Jeremy Gillula, a technologist at the Electronic Frontier Foundation who has been critical of the bill since its inception, said the first version was “a little like trying to treat the flu using chemotherapy.”
“Not only will it not fix the thing you’re trying to fix,” he said earlier this month. “It’ll cause a lot of collateral damage at the same time.”
The bill was drafted by Common Sense Media, a nonprofit that provides consumer ratings about the age-appropriateness of movies and TV shows, in collaboration with the Center for Humane Technology, a group of former employees of big tech companies including Google and Facebook who have banded together to regulate their former employers.
Neither Hertzberg nor Jim Steyer, chief executive of Common Sense Media, was overly concerned with criticism when interviewed about the bill in June. The senator called skepticism “the drivel of people who want to stop progress.” He said that the analysis he had seen had been influenced by lobbyists and was flat out wrong.
But even with the changes, the bill summons significant constitutional questions, said Ryan Calo, a co-director of the Tech Policy Lab at the University of Washington, and Madeline Lamo, a former fellow at the lab.
Lamo said that language in the bill about bots “influencing a vote in an election” ran into a problem that has plagued campaign finance regulations and election-related speech laws: It can be difficult to distinguish speech about political issues from speech explicitly intended to influence voters.
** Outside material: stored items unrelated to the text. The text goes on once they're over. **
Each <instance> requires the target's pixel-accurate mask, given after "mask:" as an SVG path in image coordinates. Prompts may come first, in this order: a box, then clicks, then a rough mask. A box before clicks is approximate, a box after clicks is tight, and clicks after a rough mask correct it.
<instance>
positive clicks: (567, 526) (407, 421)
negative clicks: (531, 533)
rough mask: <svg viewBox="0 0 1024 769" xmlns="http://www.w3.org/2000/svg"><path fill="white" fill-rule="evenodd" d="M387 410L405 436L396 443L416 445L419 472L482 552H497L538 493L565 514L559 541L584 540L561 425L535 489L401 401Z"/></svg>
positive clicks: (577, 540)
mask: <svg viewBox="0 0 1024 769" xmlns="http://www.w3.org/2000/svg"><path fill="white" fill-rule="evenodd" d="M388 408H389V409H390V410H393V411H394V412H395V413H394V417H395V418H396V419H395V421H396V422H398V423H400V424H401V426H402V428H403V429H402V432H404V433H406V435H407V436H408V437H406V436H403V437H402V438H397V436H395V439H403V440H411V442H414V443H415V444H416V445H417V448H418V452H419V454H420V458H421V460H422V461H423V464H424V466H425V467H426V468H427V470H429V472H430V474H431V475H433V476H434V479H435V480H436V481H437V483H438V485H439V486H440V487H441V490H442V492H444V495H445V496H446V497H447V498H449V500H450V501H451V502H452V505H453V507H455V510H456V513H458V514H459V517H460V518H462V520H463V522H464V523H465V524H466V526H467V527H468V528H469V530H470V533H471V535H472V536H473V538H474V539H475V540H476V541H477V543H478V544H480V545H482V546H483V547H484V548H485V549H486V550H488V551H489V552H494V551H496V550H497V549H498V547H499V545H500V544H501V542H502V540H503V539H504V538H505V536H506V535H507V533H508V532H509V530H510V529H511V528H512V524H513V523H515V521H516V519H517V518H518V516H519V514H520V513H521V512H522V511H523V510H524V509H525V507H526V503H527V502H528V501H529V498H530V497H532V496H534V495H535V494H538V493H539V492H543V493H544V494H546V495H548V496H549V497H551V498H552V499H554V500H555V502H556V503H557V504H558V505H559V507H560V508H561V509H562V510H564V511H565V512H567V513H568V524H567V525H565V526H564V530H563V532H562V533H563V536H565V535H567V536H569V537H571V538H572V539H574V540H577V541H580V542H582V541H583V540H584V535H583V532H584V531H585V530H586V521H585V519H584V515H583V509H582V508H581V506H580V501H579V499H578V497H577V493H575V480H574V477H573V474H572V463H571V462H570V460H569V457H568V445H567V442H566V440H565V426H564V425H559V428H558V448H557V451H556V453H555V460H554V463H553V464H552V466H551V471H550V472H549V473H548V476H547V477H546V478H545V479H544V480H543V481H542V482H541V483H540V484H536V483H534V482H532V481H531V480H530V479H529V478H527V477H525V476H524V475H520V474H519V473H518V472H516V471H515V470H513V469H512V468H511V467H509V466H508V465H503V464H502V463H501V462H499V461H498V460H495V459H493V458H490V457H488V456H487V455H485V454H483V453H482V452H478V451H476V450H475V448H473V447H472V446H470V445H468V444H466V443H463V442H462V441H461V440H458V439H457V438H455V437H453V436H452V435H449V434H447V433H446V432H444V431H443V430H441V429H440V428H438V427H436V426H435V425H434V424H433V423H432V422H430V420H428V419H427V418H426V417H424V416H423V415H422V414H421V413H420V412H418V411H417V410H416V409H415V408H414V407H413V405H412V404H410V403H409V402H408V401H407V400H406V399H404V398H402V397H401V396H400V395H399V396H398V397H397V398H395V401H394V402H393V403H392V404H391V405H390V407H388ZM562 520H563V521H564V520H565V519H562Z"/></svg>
Furthermore, she noted, the bill was simply not crafted to address the problem it had in mind. Insofar as bots have had sway over political views, they have acted at scale, with thousands of automated accounts working to spread a diverse array of messages. It’s hard to imagine, she said, that requiring individual accounts to identify themselves in a single state would do much to sap the strength of bot armies.
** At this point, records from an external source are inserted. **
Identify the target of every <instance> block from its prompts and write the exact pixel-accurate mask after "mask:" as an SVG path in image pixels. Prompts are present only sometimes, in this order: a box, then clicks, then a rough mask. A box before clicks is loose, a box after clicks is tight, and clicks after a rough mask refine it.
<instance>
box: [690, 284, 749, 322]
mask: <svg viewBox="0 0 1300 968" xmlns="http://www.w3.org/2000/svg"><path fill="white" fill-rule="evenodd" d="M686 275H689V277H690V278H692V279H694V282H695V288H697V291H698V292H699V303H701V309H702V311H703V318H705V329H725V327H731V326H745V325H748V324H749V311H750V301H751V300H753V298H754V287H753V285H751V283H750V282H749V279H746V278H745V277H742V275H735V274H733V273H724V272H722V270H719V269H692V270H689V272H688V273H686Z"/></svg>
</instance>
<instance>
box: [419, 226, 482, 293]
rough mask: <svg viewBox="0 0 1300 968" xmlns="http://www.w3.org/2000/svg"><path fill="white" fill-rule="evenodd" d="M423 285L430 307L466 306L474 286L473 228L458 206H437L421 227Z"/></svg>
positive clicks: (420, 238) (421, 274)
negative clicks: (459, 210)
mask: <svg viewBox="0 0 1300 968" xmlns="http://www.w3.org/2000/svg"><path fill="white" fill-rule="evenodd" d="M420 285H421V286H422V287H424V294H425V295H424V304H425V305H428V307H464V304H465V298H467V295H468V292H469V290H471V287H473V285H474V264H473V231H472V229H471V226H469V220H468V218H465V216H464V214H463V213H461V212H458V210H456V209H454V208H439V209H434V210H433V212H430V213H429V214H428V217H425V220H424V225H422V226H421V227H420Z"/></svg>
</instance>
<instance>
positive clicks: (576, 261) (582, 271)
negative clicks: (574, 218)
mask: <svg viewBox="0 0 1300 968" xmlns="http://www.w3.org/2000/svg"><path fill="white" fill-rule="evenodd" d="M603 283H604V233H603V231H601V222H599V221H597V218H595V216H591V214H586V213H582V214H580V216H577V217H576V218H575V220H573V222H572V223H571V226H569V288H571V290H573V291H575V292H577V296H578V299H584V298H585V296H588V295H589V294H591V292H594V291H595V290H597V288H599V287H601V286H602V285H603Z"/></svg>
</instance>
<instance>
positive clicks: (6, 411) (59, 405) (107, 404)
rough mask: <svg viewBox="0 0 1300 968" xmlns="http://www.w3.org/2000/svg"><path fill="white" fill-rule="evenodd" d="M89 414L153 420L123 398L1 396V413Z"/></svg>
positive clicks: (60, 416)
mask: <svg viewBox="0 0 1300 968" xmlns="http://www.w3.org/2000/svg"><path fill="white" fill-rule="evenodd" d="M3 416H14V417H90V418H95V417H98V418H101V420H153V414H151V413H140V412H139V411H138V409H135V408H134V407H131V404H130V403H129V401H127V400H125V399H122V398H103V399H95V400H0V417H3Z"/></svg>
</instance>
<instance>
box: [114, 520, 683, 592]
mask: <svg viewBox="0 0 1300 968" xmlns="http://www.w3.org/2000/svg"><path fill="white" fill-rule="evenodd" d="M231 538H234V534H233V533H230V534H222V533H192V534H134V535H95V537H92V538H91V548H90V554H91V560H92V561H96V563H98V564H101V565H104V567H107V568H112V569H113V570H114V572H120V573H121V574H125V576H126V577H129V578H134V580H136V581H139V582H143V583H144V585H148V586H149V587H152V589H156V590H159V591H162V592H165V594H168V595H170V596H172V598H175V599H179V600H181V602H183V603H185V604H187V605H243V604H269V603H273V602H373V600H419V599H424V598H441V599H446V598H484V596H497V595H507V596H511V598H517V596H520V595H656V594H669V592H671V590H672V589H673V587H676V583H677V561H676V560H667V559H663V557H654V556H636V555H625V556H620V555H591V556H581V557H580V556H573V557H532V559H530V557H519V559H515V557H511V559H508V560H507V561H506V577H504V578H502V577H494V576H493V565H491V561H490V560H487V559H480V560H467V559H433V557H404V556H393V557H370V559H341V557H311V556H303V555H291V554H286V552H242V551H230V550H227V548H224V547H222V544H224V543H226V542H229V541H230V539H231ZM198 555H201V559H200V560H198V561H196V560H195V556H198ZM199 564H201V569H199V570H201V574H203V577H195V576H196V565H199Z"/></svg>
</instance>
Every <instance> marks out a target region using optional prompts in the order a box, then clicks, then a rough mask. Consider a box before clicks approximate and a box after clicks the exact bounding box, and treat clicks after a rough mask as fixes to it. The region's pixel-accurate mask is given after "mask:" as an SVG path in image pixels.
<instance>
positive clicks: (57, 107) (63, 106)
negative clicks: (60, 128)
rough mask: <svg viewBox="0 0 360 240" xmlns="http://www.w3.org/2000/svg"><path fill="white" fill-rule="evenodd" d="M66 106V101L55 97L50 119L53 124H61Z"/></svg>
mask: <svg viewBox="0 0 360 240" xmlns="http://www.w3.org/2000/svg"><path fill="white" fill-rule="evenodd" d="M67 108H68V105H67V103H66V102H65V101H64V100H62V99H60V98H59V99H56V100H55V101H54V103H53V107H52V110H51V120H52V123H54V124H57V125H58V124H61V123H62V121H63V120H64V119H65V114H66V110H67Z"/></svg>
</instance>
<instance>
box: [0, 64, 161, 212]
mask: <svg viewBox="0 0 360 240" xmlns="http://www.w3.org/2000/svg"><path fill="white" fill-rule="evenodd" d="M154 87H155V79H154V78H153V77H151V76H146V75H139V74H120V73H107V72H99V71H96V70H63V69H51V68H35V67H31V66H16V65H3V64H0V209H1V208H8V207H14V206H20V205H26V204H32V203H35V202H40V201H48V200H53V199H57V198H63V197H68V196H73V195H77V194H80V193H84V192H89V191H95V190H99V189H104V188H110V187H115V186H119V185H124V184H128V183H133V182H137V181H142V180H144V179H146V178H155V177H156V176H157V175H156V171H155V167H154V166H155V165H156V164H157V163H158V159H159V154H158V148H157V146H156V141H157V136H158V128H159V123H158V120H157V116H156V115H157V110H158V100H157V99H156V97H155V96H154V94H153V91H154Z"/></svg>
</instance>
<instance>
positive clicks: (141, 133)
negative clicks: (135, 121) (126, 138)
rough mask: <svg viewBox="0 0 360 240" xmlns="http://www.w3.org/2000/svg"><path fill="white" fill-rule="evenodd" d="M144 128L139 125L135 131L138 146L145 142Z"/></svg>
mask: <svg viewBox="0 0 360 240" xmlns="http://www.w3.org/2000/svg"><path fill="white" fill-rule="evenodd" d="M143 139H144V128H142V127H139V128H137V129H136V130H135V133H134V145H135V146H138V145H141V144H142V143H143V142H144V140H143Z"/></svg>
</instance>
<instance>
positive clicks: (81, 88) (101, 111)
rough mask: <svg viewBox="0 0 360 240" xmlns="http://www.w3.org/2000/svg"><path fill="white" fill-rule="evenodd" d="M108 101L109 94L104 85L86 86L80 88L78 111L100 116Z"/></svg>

All parties agree that the bill illustrates the difficulty that lawmakers have in crafting legislation that effectively addresses the problems constituents confront online. As the pace of technological development has raced ahead of government, the laws that exist on the books — not to mention some lawmakers’ understandings of technology — have remained comparatively stagnant. And, as Twitter’s action last week demonstrates, technology companies have the power to change dynamics on their platforms directly and at the scale that those problems require. Turning a bill into a law can take a long time. And then the law runs the risk of being inexact. Calo cited as an example a driverless car law passed by Nevada in 2012, which met with protest from luxury carmakers. They were miffed that the technologies in their cars fell under the loosely drawn definition of autonomous vehicles. The bill was revised and passed the following year.
“Embarrassingly it was the first definition of artificial intelligence I’ve ever seen in a state statute, and they had to strike it out and rewrite it,” Calo said.
With the bot bill, he said, similar issues could crop up.
“Political commentary comes in different forms,” he said. “Imagine a concerned citizen sets up a bot to criticize a particular official for failing to act on climate change. Now say that official runs for re-election. Is the concerned citizen now in violation of California law?”
Meanwhile, Gillula said that the bill sought to address a problem that may have been somewhat overhyped.
“I haven’t seen anyone say conclusively that Russian bots swung the election,” he said, noting that he was not an expert on U.S. political discourse. “Given that people are concerned but there is no conclusive smoking gun proof of concrete harm, I really hesitate to jump to ‘let’s get something because its such an emergency.'”
But Hertzberg, who also has bills in the works addressing blockchain technology and cannabis banking, is undeterred. He said that his bot bill could have a big impact if passed in California, where so many tech companies are based.
“The political industrial complex is designed to protect the status quo, not to invent the future,” he said. “Inventing the future means you have to think differently, be more inventive, be more creative.”